La proposta di legge di bilancio ridefinirà i prodotti del vaping come “tabacco”, imporrà tasse pesanti (30 €/litro per i liquidi a basso contenuto di nicotina; 50 €/litro per le dosi più elevate) più il 20% di IVA, vieterà le vendite online e obbligherà i negozi specializzati a diventare “stabilimenti autorizzati” sotto controllo doganale.
“In nome di quattro milioni di vapers che si sono liberati dal flagello del tabacco; in nome dei 20.000 lavoratori del settore indipendente del vaping francese; vi chiediamo – cari funzionari eletti – di salvare il vaping” conclude la petizione. Quattro milioni di persone in Francia svapano.
“Smettetela di sbagliare attaccando il vaping, uno strumento efficace per porre fine al fumo!” si è rallegrato il professor Bertrand Dautzenberg, pioniere del rapporto sul vaping in Francia nel 2013, citato sul sito dell’associazione di categoria francese FIVAPE.
I problemi del bilancio francese
La questione del bilancio francese ha tormentato la politica del paese da quando il presidente Emmanuel Macron ha indetto le elezioni lampo dello scorso anno. I tre Primi Ministri che si sono succeduti hanno cercato di far passare una legge di bilancio dall’Assemblea Nazionale senza riuscirci.
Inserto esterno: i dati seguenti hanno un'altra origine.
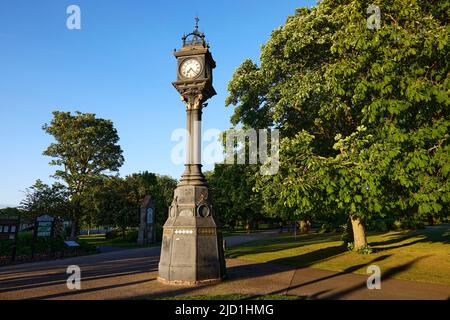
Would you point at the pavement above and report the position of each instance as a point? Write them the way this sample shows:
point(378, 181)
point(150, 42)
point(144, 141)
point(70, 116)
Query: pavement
point(132, 273)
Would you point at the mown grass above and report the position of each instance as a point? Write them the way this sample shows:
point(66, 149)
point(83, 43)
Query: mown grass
point(420, 255)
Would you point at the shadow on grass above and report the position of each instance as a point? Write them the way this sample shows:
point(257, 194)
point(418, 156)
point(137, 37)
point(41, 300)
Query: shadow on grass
point(280, 243)
point(433, 234)
point(363, 285)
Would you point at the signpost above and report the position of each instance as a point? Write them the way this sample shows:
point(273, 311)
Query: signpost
point(146, 233)
point(43, 228)
point(9, 228)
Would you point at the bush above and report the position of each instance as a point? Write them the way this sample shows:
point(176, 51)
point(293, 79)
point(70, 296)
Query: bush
point(131, 236)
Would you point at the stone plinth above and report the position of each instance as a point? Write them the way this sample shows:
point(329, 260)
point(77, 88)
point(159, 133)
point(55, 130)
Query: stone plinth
point(192, 250)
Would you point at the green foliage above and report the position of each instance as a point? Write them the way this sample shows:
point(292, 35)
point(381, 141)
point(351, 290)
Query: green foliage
point(44, 199)
point(116, 201)
point(85, 148)
point(363, 113)
point(234, 197)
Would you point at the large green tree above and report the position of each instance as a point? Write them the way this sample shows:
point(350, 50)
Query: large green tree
point(41, 199)
point(363, 112)
point(85, 148)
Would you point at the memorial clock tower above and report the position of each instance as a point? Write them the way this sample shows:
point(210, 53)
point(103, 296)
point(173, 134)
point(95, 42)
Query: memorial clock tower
point(192, 250)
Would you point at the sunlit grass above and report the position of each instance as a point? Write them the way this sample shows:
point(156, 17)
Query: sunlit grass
point(421, 255)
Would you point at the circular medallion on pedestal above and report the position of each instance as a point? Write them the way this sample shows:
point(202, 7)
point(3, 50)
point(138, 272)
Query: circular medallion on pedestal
point(203, 211)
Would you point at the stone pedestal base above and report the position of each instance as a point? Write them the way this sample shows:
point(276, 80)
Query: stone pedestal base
point(192, 251)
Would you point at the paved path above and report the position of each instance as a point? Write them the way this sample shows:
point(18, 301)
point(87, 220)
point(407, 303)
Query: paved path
point(131, 274)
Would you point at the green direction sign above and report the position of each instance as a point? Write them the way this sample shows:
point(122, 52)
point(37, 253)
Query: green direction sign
point(44, 229)
point(44, 225)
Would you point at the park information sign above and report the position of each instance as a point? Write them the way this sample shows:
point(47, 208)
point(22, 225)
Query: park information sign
point(44, 226)
point(9, 226)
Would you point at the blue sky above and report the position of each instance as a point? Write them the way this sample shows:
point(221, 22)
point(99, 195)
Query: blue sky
point(119, 66)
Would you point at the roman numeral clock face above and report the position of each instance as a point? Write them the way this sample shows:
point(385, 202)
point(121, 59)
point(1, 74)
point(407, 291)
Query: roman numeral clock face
point(190, 68)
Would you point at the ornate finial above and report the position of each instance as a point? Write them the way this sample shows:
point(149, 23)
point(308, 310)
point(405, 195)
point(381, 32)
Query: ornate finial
point(194, 38)
point(196, 23)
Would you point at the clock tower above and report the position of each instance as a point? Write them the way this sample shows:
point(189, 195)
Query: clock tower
point(192, 250)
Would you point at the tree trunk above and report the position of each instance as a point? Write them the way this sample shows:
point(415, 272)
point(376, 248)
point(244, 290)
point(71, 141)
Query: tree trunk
point(304, 226)
point(74, 229)
point(430, 220)
point(359, 234)
point(247, 226)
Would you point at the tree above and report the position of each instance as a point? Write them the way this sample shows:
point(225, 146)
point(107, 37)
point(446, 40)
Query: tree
point(233, 195)
point(363, 113)
point(41, 199)
point(86, 147)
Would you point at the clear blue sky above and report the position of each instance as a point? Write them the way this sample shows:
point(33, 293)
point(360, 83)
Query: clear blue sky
point(119, 66)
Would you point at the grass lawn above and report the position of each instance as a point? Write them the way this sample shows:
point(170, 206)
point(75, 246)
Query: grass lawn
point(421, 255)
point(100, 240)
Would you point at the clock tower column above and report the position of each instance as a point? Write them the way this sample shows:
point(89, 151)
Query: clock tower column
point(192, 250)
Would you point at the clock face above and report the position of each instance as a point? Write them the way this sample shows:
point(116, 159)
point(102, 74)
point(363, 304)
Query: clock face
point(191, 68)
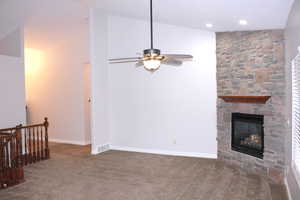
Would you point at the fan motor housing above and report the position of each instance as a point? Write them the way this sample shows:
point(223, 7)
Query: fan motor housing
point(150, 52)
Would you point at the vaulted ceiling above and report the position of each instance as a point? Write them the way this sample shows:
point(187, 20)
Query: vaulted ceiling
point(223, 14)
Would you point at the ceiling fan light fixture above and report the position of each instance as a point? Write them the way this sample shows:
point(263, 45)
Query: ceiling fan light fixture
point(152, 64)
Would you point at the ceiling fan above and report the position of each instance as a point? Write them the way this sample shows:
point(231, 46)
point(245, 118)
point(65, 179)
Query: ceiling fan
point(152, 58)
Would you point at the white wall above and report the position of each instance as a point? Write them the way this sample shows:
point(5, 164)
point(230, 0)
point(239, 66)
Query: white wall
point(170, 111)
point(292, 38)
point(55, 88)
point(10, 45)
point(99, 86)
point(12, 87)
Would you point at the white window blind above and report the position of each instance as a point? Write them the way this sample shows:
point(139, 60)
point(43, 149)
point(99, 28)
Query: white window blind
point(296, 111)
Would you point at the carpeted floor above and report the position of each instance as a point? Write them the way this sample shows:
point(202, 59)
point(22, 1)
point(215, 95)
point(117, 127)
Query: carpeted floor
point(73, 174)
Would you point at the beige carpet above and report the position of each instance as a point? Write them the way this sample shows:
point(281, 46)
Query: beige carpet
point(73, 174)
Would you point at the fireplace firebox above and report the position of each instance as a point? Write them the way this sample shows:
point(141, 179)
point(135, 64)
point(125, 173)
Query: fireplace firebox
point(248, 134)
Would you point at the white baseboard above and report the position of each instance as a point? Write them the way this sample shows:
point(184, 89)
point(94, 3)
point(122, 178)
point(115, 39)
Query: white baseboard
point(101, 149)
point(288, 189)
point(69, 142)
point(163, 152)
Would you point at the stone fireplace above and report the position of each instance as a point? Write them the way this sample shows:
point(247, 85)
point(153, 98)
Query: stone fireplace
point(251, 63)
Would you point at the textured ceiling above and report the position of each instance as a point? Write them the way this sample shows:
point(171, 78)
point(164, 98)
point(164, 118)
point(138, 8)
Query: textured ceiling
point(224, 14)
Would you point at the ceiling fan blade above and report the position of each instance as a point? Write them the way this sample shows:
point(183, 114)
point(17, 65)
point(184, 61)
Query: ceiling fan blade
point(124, 60)
point(139, 64)
point(171, 61)
point(179, 56)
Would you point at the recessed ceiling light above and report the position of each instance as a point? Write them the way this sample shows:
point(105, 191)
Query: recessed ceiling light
point(243, 22)
point(209, 25)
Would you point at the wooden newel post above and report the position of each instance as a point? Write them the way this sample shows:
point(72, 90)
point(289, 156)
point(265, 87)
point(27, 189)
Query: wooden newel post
point(47, 152)
point(18, 154)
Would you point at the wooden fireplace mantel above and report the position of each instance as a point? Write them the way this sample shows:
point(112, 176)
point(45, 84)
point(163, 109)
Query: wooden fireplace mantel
point(246, 99)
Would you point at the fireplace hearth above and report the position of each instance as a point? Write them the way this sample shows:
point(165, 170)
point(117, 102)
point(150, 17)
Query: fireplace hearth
point(248, 134)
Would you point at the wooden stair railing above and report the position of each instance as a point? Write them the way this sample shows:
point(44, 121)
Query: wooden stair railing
point(11, 171)
point(20, 146)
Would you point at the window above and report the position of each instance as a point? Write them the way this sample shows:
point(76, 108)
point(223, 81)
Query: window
point(296, 114)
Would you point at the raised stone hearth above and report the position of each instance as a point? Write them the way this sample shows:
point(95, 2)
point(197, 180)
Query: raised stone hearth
point(251, 63)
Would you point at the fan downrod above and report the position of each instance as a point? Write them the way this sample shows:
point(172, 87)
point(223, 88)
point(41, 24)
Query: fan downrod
point(150, 52)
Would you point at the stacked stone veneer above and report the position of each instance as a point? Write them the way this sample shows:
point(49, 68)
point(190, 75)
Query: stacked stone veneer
point(251, 63)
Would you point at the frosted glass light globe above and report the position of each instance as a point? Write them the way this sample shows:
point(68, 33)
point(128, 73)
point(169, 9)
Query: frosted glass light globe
point(151, 65)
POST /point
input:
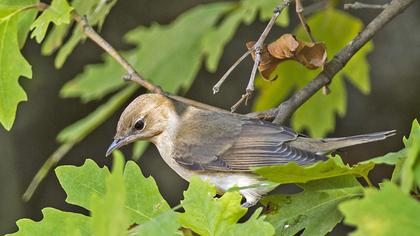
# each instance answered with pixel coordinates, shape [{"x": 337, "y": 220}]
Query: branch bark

Il debito della Francia è salito a circa il 110% del PIL e le agenzie di rating iniziano a pronunciare la parola “downgrade”. Gli investitori chiedono rendimenti più alti per acquistare le obbligazioni francesi, un modo gentile per dire che non si fidano che Parigi possa sistemare le sue finanze.
Sacchetti lasciati fuori
Ma in un colpo solo per gli utilizzatori di sacchetti, la petizione non menziona il piano del governo francese di criminalizzare il possesso di sacchetti di nicotina.
“Se i consumatori e i sostenitori di alternative molto più sicure alle sigarette mortali non riescono a unirsi, il rischio è che nessuno dei due riesca a cambiare la posizione del governo francese” ha dichiarato bengt Wiberg, fondatore di Sting Free Snus e del movimento EUforSnus.
“I vapers e gli utilizzatori di sacchetti dovrebbero festeggiare il fatto che la maggior parte di loro ha smesso di fumare per sempre e lavorare insieme, non prendere strade diverse”.